Deakin University has confirmed a hacker has mass spammed nearly 10,000 students and downloaded the contact details of almost 47,000 past and present students.
The cyber attack took place on July 10 when someone managed to hack a University staff member’s credentials and used them to access student information held by an unnamed third-party provider.
The hacker then sent 9,997 students a scam text message which asked the recipients to “urgently” pay customs fees for their ordered parcel. The SMS message also includes a link that takes the recipient to a form requesting their information, including credit card details.
In addition, the hacker gained access to the contact details of 46,980 current and past students, including student names, student IDs, mobile numbers, Deakin email addresses and recent results.
Deakin University spokesperson said in a blog post that the university has taken “immediate action” to stop further SMS messages from being sent and commenced an investigation into the data breach.
“An investigation into the data breach was immediately commenced,” the university said in a statement in which it has vowed to work to prevent future cyber attacks.
“Deakin sincerely apologies to those impacted by this incident and wants to assure the Deakin community that it is conducting a thorough investigation to prevent a similar incident from occurring again.”
Students who received the scam text are advised to change their Deakin password.
Universities Increasingly Become Victims of Cyber Attacks
The attack comes only days after Australian authorities registered new rules requiring telecommunication companies to identify, trace and block SMS scams to protect customers.
Deakin university noted it had reported the incident to the Office of the Victorian Information Commissioner (OVIC), which recently released a report on the security of personal information held by Victoria’s universities.
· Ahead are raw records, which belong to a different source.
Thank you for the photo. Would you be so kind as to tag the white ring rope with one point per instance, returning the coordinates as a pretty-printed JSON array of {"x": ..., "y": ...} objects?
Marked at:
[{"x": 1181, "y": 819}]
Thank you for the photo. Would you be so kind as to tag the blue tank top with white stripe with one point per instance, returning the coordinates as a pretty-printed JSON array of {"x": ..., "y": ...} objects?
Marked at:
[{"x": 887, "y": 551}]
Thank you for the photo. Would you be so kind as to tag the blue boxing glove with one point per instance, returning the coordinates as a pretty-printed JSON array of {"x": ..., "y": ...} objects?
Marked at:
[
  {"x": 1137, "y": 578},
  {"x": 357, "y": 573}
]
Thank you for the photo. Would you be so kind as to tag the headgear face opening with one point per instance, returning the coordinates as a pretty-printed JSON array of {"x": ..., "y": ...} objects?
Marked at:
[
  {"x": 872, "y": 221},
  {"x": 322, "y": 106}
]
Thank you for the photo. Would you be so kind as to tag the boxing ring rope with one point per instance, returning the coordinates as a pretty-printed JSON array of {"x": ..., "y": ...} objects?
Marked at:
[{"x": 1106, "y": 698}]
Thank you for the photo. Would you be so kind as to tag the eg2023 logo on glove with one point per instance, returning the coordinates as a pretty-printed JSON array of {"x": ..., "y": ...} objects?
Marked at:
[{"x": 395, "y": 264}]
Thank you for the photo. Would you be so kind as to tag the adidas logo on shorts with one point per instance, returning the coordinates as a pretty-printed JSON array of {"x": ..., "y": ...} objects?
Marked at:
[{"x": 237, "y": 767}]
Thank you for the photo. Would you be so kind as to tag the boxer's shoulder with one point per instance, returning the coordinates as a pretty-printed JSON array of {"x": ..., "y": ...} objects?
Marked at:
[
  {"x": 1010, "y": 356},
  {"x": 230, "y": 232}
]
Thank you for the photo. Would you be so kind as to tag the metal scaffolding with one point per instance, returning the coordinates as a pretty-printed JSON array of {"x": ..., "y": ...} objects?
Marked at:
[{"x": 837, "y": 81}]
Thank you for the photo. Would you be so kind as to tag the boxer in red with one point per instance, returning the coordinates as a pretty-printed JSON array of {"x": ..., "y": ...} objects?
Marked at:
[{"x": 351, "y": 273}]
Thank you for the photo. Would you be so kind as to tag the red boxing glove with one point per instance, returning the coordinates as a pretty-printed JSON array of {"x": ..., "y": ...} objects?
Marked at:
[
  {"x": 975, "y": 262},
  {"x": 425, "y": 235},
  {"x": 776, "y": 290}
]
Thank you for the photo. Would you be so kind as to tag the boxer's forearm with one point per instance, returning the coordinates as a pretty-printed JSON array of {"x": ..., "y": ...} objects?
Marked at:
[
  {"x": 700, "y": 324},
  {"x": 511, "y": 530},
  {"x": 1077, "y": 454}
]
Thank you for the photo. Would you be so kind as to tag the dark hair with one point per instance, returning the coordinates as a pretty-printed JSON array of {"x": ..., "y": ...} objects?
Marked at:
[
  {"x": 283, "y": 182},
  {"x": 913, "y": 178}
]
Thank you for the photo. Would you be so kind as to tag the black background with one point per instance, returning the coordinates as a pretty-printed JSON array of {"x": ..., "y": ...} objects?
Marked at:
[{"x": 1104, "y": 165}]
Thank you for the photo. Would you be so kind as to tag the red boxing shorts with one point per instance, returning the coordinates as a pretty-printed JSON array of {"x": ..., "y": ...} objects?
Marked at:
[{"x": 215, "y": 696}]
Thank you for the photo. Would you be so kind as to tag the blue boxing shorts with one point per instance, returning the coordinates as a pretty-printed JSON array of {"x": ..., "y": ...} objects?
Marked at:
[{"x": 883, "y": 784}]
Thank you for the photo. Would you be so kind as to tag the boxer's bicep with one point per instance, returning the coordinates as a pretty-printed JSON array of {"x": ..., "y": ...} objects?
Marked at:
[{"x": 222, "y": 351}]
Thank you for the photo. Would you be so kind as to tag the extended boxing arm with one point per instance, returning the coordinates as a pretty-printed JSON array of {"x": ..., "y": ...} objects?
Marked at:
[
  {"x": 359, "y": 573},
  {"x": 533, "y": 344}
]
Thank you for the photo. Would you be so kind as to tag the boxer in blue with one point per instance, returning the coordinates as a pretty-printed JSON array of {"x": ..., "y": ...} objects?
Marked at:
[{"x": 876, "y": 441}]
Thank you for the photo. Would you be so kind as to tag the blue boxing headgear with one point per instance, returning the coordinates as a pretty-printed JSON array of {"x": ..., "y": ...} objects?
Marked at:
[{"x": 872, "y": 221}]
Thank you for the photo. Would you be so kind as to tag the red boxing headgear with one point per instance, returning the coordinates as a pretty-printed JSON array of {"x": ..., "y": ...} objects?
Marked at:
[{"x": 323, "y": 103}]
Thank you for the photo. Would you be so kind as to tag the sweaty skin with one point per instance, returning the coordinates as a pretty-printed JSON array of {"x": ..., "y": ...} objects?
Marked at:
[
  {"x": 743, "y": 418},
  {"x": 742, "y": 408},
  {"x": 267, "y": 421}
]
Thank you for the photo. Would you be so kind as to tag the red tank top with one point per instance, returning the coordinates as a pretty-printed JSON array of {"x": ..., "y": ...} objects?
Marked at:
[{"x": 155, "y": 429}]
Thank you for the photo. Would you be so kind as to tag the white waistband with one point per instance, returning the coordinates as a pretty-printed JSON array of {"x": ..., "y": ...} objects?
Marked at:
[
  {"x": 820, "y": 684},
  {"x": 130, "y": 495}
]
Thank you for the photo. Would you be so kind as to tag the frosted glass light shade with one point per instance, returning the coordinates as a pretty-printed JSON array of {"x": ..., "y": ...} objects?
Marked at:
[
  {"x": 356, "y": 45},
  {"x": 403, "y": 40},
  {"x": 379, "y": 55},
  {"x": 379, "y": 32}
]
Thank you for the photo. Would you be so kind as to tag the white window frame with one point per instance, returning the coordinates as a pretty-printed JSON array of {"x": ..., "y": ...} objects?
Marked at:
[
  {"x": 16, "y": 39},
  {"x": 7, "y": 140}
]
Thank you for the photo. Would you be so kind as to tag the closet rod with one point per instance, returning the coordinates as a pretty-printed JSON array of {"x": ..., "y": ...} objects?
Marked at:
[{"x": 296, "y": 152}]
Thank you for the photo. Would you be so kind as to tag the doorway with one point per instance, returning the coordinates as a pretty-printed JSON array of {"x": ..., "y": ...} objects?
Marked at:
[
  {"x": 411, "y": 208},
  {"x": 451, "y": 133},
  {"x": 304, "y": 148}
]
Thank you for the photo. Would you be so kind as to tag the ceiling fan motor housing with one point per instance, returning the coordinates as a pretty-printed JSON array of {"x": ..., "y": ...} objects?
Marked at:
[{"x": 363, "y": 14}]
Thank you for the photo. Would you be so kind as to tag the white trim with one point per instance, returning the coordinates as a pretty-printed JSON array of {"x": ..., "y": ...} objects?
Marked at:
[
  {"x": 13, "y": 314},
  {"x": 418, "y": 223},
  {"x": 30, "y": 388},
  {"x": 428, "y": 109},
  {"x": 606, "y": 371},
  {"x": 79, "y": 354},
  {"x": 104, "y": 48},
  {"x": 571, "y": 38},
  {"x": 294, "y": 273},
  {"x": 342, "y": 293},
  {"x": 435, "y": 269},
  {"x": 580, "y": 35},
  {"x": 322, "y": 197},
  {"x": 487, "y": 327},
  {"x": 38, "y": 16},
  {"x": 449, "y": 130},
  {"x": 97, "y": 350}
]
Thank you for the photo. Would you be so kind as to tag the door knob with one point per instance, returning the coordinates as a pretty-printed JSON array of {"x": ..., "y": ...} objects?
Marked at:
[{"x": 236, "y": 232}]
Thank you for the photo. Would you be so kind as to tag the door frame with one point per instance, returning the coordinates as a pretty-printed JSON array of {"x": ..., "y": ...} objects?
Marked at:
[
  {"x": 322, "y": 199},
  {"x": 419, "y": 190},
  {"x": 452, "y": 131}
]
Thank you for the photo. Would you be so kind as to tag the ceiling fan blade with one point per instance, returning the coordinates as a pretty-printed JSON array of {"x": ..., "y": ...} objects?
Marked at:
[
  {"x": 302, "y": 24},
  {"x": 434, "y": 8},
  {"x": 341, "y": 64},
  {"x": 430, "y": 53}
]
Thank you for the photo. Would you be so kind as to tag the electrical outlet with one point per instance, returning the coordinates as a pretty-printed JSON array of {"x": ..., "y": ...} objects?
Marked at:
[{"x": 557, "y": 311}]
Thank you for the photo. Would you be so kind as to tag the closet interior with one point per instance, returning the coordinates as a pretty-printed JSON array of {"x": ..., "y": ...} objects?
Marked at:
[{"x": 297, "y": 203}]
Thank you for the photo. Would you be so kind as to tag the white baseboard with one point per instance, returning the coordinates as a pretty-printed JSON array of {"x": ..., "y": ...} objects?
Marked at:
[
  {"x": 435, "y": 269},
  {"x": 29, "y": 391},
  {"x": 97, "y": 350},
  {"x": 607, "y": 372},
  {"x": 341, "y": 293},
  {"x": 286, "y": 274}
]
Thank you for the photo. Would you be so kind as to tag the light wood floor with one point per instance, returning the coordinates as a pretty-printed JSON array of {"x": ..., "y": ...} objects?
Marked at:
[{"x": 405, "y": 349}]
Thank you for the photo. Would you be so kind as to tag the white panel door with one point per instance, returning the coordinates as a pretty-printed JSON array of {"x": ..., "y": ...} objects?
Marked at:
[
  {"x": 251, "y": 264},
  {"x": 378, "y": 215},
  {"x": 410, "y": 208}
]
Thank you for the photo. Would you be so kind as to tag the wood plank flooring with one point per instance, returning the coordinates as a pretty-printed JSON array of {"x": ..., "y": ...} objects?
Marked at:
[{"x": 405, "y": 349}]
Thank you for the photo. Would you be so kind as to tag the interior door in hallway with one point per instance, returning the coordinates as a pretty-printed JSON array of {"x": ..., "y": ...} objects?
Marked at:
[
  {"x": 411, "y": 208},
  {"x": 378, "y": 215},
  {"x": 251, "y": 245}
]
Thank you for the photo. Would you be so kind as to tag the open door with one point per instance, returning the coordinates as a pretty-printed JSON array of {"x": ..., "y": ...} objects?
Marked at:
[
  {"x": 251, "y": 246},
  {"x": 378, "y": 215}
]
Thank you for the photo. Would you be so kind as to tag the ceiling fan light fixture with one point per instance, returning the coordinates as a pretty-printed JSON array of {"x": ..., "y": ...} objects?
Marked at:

According to the report, Victoria’s universities have increasingly become targets for cyber attacks due to their inadequate risk management of personal information, lack of clear policies about handling information that is no longer needed, and lack of written guidance about third-party data sharing.
In February 2021, Victoria’s university RMIT was hit by a ransomware attack, causing the university to shut down its system and suspend online and in-person classes.
Data from Scamwatch showed that Australians had lost over $6.5 million (US$4.37 million) to SMS scams so far, an increase of 188 percent compared to a year earlier.
In addition, SMS scams accounted for nearly one-third of all reported scams in 2022, and the total losses suffered by scam victims amounted to over $257 million.
Alfred Bui contributed to this report.